レンは、家に入ると真っ先にリビングに向かう。そこには、二つの人影があった。そのうちの一人、KAITOがレンに気づいて笑う。

「――あ、おかえり、レン」

「ただいま、KAITO兄……って、何食ってんの!?」

「ふぇ?アイスだよー?」

そう言いながら、KAITOは手に持っていたアイスを口に含む。幸せそうな笑みが顔いっぱいに広がった。

「……!……!!」

そんなKAITOを見て、レンは顔を真っ赤にしながら口をぱくぱくさせる。その拍子に、先程買った物が入った袋を落としたことにすら気づいていない。

「……れーん、」

つつつ、とレンに寄ってきた、レンと瓜二つの少女――鏡音リンがにやにや笑いながら言った。

「何を妄想してるのカナー?」

「っ……うるせえっ」

レンがKAITOから視線を逸らすのとほぼ同時に、ちゅぱっと音をたててKAITOが口からアイスを引き抜く。それは――勿論KAITOは無意識である――妖艶な仕草で、レンもリンも、思わずKAITOを凝視した。

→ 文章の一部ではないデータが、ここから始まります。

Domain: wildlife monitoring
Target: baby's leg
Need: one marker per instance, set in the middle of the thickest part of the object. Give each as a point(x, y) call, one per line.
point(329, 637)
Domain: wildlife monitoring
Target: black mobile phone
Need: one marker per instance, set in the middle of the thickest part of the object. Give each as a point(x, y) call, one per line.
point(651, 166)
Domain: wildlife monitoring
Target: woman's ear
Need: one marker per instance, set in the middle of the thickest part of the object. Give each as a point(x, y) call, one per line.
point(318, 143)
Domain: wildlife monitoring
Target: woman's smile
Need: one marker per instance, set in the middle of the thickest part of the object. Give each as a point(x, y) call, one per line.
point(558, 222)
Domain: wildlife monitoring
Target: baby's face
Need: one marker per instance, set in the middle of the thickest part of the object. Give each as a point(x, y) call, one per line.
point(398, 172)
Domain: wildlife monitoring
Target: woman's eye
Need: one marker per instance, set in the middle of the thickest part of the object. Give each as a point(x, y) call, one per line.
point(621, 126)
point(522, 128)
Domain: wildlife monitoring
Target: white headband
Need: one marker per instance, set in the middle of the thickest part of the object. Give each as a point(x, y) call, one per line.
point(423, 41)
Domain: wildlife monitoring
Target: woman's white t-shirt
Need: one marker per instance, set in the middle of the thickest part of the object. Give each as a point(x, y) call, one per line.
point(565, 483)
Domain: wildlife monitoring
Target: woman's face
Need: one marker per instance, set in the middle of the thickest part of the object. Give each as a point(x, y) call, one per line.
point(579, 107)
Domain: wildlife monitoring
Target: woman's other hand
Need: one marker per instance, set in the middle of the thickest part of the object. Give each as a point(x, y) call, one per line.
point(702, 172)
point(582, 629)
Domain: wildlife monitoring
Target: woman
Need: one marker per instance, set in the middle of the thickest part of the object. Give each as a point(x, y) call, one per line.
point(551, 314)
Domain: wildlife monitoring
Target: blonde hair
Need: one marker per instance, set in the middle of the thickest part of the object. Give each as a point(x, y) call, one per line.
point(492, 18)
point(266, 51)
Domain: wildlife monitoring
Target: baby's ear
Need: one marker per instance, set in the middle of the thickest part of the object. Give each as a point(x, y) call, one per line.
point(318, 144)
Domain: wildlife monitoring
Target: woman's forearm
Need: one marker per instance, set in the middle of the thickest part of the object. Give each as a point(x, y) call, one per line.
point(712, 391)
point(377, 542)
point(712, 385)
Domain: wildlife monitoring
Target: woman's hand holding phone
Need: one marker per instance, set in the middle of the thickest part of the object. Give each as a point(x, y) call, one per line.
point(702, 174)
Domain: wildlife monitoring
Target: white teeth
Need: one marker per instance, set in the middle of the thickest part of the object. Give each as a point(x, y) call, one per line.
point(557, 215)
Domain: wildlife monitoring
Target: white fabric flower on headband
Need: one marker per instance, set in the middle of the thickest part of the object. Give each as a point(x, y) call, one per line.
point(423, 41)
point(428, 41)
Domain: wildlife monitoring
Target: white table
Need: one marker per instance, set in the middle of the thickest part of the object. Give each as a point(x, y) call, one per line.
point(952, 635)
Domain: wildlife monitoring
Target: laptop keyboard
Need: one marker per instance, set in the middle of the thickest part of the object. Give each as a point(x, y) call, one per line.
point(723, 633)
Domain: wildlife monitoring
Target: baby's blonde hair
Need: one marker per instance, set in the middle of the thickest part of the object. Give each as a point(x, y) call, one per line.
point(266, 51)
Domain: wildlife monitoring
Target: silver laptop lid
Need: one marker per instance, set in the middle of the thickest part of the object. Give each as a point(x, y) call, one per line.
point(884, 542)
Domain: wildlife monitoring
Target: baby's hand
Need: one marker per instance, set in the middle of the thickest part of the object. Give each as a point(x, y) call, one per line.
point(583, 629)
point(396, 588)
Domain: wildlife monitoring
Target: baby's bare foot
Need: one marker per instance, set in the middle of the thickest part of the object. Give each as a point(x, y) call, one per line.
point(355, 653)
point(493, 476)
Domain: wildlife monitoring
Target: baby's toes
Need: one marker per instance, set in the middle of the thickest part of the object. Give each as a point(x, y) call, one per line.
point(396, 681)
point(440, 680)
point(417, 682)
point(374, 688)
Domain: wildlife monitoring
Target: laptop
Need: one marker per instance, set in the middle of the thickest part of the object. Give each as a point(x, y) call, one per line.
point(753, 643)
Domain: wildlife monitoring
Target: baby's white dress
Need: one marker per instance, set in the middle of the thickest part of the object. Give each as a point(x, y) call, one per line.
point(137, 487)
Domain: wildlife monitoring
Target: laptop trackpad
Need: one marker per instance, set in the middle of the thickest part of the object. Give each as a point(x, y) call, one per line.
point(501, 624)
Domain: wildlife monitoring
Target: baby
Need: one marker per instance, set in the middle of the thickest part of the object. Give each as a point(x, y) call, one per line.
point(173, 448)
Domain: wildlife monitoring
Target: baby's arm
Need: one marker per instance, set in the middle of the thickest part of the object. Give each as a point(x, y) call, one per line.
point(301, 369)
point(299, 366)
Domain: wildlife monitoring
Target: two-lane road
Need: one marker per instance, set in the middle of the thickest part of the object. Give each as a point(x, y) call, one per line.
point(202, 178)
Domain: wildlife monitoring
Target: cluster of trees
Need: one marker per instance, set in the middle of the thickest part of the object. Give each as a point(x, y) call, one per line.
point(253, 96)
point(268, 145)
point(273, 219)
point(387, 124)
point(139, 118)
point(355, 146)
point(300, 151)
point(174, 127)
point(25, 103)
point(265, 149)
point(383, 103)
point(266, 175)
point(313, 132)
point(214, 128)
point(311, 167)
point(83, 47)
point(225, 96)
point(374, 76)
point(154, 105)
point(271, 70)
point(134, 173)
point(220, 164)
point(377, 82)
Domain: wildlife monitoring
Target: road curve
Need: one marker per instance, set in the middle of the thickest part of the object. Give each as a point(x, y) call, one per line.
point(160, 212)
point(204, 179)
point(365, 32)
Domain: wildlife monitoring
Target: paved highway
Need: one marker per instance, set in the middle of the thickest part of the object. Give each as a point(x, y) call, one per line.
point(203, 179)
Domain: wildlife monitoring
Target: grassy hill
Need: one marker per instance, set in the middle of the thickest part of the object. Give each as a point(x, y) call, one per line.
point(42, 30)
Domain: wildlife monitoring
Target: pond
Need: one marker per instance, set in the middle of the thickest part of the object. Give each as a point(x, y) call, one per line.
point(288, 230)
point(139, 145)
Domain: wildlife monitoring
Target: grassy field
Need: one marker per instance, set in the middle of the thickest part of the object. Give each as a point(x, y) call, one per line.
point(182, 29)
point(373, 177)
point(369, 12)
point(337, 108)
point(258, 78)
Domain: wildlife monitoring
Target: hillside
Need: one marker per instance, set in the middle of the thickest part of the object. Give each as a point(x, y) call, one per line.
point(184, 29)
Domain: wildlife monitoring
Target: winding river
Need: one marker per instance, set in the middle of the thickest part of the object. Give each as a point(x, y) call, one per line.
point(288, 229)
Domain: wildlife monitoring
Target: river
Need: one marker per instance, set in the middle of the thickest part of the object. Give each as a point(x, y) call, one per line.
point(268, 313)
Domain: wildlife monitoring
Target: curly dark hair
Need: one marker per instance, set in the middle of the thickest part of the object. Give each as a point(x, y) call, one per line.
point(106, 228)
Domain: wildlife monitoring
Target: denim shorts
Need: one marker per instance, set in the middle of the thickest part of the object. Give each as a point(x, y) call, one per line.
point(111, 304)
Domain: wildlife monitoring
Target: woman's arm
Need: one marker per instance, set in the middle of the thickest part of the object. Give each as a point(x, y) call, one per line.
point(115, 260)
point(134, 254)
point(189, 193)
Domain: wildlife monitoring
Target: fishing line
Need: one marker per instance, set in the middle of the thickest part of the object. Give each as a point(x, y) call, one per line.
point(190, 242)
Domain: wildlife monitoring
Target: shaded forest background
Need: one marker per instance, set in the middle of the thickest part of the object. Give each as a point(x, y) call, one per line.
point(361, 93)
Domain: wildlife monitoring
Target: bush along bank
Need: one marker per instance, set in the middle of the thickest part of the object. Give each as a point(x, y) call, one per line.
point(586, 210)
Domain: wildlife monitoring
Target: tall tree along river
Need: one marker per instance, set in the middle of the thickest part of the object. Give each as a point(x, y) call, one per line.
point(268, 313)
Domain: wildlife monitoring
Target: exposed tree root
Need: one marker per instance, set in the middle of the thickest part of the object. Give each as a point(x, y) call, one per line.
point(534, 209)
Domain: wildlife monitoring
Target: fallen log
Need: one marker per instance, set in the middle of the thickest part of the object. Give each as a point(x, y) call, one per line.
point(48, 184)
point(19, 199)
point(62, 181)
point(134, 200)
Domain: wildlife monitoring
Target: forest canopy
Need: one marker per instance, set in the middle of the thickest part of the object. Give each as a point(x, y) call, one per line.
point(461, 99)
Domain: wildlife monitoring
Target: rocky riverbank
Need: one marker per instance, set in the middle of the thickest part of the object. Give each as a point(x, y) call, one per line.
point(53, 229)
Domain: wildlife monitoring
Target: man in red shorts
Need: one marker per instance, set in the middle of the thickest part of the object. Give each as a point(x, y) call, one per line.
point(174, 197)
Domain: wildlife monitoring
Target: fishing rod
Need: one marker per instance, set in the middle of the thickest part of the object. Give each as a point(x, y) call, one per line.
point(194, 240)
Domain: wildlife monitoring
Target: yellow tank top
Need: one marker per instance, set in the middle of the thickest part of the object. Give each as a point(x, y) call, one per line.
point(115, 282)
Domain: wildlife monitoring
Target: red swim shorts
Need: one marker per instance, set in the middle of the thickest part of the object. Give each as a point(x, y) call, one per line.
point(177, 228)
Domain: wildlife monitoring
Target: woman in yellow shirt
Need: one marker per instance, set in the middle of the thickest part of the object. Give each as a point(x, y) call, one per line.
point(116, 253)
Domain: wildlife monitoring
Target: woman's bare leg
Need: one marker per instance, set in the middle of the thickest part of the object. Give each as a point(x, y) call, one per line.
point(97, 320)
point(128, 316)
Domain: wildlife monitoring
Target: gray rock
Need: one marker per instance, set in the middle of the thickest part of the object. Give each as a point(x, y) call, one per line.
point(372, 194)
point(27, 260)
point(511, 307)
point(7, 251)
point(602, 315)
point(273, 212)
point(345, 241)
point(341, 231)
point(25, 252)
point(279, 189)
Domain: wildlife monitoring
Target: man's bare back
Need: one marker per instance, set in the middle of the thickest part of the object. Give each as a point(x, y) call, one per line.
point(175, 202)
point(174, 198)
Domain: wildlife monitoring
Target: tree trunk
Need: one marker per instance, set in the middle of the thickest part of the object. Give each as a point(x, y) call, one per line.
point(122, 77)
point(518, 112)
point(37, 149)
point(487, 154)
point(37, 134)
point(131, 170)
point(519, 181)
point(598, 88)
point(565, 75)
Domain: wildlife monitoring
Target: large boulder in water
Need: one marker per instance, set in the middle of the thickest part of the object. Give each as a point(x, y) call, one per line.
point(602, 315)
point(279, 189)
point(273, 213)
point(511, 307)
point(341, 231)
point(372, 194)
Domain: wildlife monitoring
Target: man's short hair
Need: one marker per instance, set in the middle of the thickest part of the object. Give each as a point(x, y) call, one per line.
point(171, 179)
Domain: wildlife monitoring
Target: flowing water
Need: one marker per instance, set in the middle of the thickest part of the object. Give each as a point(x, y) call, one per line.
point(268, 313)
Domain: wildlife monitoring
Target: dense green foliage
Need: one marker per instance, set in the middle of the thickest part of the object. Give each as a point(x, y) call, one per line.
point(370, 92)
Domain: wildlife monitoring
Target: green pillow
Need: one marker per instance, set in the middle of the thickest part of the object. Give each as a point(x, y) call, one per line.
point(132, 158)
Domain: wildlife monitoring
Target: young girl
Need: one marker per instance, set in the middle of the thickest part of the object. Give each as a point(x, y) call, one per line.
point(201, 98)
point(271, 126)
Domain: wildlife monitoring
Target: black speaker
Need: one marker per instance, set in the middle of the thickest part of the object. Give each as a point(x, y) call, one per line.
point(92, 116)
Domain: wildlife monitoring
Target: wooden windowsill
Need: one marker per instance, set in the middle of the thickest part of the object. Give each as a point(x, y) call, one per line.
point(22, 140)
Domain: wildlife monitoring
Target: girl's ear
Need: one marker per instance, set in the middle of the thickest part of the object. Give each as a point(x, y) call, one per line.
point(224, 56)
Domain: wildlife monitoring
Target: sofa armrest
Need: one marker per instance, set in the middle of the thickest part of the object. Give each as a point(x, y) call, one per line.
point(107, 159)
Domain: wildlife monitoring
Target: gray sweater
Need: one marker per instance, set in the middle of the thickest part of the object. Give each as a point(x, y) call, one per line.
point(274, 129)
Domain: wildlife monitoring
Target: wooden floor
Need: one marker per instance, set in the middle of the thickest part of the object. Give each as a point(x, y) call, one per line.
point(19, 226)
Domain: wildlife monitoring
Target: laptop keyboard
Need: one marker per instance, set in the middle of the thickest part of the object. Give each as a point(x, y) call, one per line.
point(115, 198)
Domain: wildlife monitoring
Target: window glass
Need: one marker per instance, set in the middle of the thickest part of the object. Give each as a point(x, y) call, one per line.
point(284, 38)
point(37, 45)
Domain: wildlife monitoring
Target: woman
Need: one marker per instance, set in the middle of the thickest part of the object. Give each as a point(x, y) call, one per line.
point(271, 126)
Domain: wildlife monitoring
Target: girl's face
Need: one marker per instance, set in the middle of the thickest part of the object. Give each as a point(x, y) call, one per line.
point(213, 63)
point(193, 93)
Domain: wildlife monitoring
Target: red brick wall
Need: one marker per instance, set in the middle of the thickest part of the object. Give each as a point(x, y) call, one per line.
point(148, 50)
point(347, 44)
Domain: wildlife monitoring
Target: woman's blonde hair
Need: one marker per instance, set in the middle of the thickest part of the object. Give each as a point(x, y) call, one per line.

「……?二人とも、どうしたの?そんなじっと見て……」

「なっ、何でもないよ、兄貴っ」

「何でもねえよ、気にすんな!」

「そう……?なら、いいけど」

ほっとする二人から視線を外し、KAITOは眉を寄せる。

「それにしてもこのアイス、随分太いよね……美味しいけど……。んっ、」

そう言ってから、再びアイスを口にくわえた。

「じゃっ、じゃあ俺、部屋行くからっ!」

「へっ?あぁ、うん」

KAITOとリンを置き去りにし、レンは走ってリビングを出る。その顔は依然として真っ赤なままだった。

レンは、部屋に駆け込み、ばたん!とドアを閉める。走ってきた勢いのままベッドに倒れ伏し、ぎゅうっとシーツを握った。

(あれは……何だったんだ……!)

思い出すと、無性に恥ずかしくなる。

うー、とか、あー、とか、意味のない呻き声をあげ、いつしかレンは眠りに落ちていた。